IE, it would be more true to say that the language he uses is deeply metaphorical rather than religious.

It's funny you say that - his Wikipedia page says he was a convinced atheist. Maybe the fact that it reads as 'religious' is because the kind of mathematical Platonism he seems to be suggesting goes against the grain of philosophical naturalism. There's a remark in another essay about philosophy of maths that I've read, saying 'Scientists tend to be empiricists; they imagine the universe to be made up of things we can touch and taste and so on; things we can learn about through observation and experiment. The idea of something existing “outside of space and time” (i.e. like numbers) makes empiricists nervous: It sounds embarrassingly like the way religious believers talk about God, and God was banished from respectable scientific discourse a long time ago.' — Wayfarer

I'd say that the reason it reads religiously is that it reminds me of the God of the philosophers -- so he may think he was an atheist, but in the essay he admits that these are articles of faith. "Religious", after all, is much wider than a/theism.

Wigner wrote - "The miracle of the appropriateness of the language of mathematics for the formulation of the laws of physics is a wonderful gift which we neither understand nor deserve" — RussellA

it would be more true to say that the language he uses is deeply metaphorical rather than religious. — RussellA

If you prefer metaphorical, then that's fine. My point remains -- the metaphor works for believers in ultimate truth.

My point remains -- the metaphor works for believers in ultimate truth. — Moliere

I agree that as a metaphor, the "ultimate truth" works for atheists in their belief of an "ultimate truth".

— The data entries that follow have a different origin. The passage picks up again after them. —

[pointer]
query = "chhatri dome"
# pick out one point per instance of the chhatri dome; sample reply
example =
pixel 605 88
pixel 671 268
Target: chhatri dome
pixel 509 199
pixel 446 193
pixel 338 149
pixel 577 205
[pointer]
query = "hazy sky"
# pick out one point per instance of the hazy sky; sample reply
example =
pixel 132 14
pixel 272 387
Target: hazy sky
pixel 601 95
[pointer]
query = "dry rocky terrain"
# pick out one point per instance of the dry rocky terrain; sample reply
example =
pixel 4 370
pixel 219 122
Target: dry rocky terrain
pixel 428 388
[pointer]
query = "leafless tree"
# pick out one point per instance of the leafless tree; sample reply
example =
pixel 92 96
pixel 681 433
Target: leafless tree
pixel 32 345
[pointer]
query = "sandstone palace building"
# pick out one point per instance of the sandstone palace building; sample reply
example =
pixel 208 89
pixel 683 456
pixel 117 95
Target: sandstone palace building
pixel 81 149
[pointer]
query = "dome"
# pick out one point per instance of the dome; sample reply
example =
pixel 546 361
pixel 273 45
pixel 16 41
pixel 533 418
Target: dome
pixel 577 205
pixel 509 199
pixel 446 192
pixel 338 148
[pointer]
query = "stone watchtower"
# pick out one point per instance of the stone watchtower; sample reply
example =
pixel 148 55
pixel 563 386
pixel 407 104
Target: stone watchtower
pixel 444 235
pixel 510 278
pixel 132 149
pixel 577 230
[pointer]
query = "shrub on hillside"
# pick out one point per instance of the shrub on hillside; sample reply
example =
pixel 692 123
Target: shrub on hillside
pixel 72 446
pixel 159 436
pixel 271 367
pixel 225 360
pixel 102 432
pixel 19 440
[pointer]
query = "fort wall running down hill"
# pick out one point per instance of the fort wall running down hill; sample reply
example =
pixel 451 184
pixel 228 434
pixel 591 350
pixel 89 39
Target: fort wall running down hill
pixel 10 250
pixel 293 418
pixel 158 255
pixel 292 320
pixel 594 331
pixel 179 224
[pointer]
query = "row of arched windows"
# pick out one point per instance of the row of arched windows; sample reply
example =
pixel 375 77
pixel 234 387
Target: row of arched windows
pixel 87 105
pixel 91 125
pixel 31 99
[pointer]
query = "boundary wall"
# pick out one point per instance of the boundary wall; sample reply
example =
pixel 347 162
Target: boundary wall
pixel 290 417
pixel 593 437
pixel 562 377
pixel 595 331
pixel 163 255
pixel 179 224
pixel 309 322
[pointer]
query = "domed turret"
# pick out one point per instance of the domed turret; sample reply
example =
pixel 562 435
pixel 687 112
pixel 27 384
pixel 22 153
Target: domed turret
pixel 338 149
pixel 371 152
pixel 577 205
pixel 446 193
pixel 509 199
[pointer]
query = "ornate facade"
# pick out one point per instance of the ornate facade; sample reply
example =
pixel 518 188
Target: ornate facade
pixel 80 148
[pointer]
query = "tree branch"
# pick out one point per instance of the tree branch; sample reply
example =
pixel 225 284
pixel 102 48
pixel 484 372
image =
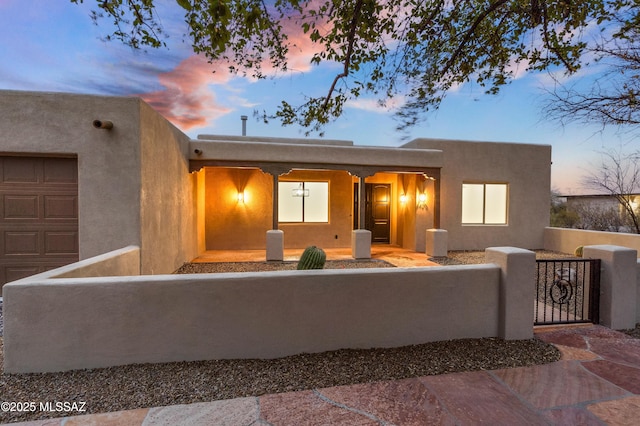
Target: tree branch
pixel 347 60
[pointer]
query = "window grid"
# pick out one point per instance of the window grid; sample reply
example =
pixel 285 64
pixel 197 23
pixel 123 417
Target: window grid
pixel 484 203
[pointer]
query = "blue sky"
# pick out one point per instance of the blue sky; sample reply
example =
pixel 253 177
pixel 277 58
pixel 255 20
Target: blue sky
pixel 52 45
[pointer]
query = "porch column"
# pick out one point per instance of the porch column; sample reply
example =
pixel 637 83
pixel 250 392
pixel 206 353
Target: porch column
pixel 274 216
pixel 275 237
pixel 361 203
pixel 436 201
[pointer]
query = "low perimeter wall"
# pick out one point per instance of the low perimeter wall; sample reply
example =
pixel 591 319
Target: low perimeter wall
pixel 566 240
pixel 106 321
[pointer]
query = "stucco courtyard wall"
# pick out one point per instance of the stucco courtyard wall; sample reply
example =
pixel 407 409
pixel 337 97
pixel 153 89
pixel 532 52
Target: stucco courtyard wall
pixel 525 168
pixel 566 240
pixel 134 183
pixel 105 321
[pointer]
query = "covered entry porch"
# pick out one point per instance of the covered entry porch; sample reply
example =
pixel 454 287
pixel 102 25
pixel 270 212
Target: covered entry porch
pixel 312 193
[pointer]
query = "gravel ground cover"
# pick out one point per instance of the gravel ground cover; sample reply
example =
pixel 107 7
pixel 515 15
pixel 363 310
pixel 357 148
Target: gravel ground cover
pixel 150 385
pixel 222 267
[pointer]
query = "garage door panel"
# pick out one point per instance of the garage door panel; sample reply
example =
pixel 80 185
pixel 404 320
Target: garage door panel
pixel 21 243
pixel 60 207
pixel 38 215
pixel 61 243
pixel 21 207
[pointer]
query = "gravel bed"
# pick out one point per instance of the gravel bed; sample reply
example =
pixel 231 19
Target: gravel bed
pixel 222 267
pixel 150 385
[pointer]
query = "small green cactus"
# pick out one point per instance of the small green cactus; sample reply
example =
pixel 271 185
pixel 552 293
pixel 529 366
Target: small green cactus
pixel 312 258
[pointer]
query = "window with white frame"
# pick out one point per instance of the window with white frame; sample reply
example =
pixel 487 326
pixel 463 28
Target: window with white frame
pixel 303 202
pixel 484 203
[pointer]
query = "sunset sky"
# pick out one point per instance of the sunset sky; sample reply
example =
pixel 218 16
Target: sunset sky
pixel 52 45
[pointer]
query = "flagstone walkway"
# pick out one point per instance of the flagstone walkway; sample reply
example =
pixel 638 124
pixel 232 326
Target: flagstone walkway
pixel 596 382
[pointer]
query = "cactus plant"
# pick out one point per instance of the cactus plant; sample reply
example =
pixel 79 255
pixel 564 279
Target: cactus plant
pixel 312 258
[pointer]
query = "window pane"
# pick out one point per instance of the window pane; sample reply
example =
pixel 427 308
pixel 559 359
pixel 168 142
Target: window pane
pixel 316 205
pixel 472 203
pixel 495 204
pixel 289 207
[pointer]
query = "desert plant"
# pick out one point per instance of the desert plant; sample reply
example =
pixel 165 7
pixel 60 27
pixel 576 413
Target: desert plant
pixel 312 258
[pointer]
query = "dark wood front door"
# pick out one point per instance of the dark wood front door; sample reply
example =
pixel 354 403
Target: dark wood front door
pixel 377 211
pixel 38 215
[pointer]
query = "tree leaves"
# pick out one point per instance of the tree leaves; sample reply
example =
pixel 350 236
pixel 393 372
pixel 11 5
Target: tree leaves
pixel 420 49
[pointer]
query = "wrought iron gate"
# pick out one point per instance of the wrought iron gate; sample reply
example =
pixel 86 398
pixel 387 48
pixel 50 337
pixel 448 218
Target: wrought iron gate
pixel 567 291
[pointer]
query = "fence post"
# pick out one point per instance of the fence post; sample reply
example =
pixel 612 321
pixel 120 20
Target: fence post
pixel 517 290
pixel 617 285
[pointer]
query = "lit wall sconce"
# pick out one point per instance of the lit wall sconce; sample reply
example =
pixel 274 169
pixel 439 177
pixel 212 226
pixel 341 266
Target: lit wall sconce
pixel 422 200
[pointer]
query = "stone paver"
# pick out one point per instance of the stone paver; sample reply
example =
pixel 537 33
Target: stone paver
pixel 596 382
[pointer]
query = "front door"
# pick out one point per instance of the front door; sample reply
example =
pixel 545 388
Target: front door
pixel 377 211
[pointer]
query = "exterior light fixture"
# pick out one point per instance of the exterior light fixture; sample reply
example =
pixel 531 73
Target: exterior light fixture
pixel 422 200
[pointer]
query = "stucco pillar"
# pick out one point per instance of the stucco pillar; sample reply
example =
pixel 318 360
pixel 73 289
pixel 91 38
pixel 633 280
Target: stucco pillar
pixel 275 245
pixel 618 286
pixel 437 242
pixel 517 290
pixel 361 203
pixel 361 244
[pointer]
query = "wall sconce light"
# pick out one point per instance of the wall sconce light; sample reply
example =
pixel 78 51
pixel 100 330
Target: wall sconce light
pixel 300 191
pixel 422 200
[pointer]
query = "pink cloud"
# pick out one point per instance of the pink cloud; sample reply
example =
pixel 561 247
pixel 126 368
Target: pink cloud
pixel 186 99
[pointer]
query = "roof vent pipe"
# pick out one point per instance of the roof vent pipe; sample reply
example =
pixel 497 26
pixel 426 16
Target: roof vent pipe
pixel 244 125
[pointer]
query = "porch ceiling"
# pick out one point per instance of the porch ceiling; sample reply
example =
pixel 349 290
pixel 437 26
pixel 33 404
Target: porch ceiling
pixel 281 157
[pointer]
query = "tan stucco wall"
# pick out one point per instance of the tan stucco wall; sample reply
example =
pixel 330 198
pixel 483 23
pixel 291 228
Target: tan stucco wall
pixel 231 225
pixel 527 170
pixel 235 226
pixel 169 194
pixel 108 161
pixel 134 186
pixel 336 233
pixel 567 240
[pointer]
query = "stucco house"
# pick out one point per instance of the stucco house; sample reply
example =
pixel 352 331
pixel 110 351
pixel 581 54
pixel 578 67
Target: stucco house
pixel 84 175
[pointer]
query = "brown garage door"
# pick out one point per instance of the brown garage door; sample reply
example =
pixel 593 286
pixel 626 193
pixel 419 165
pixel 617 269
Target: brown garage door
pixel 38 215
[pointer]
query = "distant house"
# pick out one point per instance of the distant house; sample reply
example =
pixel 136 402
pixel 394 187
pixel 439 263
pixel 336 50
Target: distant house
pixel 598 201
pixel 72 188
pixel 602 212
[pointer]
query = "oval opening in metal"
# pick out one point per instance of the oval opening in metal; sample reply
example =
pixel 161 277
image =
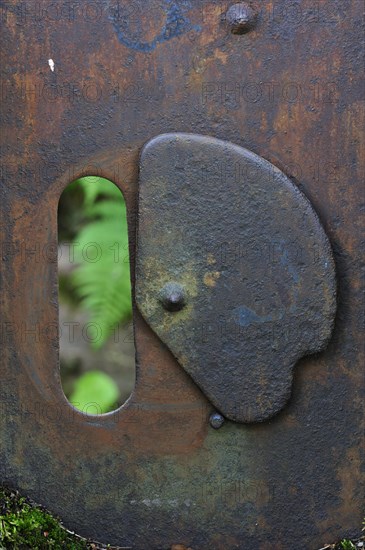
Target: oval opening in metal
pixel 97 353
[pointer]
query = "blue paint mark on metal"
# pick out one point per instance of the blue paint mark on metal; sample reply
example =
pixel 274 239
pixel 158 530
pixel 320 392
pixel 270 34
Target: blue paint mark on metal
pixel 175 25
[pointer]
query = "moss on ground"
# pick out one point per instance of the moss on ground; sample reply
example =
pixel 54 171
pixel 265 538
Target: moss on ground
pixel 25 525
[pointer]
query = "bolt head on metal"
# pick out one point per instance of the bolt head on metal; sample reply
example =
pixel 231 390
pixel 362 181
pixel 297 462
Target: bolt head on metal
pixel 172 297
pixel 216 420
pixel 241 18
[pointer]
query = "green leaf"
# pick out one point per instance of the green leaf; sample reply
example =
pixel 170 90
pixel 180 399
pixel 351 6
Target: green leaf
pixel 101 278
pixel 95 392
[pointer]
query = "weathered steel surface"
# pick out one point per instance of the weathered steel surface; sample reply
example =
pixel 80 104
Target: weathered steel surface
pixel 155 473
pixel 251 261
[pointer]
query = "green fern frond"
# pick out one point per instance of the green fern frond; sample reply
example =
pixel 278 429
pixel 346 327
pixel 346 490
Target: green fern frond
pixel 101 278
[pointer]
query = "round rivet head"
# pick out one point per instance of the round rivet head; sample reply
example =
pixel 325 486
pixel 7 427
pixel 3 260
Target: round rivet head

The language he [Wigner] uses is deeply religious throughout — Moliere

It's funny you say that - his Wikipedia page says he was a convinced atheist — Wayfarer

Interesting observations. My ex-wife's father, a friend of Wigners, was an architect and intellectual in Hungarian society. He had no use for organized religion, but was something of a disciple of Tielhard de Chardin, an intellectual and Catholic priest who advanced the idea of an Omega Point, toward which the world moves and reaches in its final days. A curious blend of science and something like religion.

. He had no use for organized religion, but was something of a disciple of Tielhard de Chardin, an intellectual and Catholic priest who advanced the idea of an Omega Point, toward which the world moves and reaches in its final days. — jgill

that is indeed interesting. I think overall that what has happened is that religion has 'burst its banks', i.e. overflowed the boundaries that had been set up for it by the Church. All of the Biblical symbolism of tares and wheat and flocks and blood sacrifice which are natural to an early agrarian culture make no sense in the post-industrial landscape, but there's a deeper level of meaning which flows on regardless.

Kurt Godel apparently developed a rationalist 'proof of God' argument towards the end of his life (ref). He too was religiously unaffiliated, but also a mathematical Platonist, as many physicists are.

Ever since I began to think about it, I've held that numbers and basic geometrical principles and the like are real, in that they're the same for anyone who can grasp them. So they're not dependent on your or my mind, but can only be grasped by a rational mind. Secondly, that because reason uses these to interpret and organise experience, then they are fundamental elements of lived reality, not in the way that objects and energy are, but as fundamental constituents of the human 'life-world'.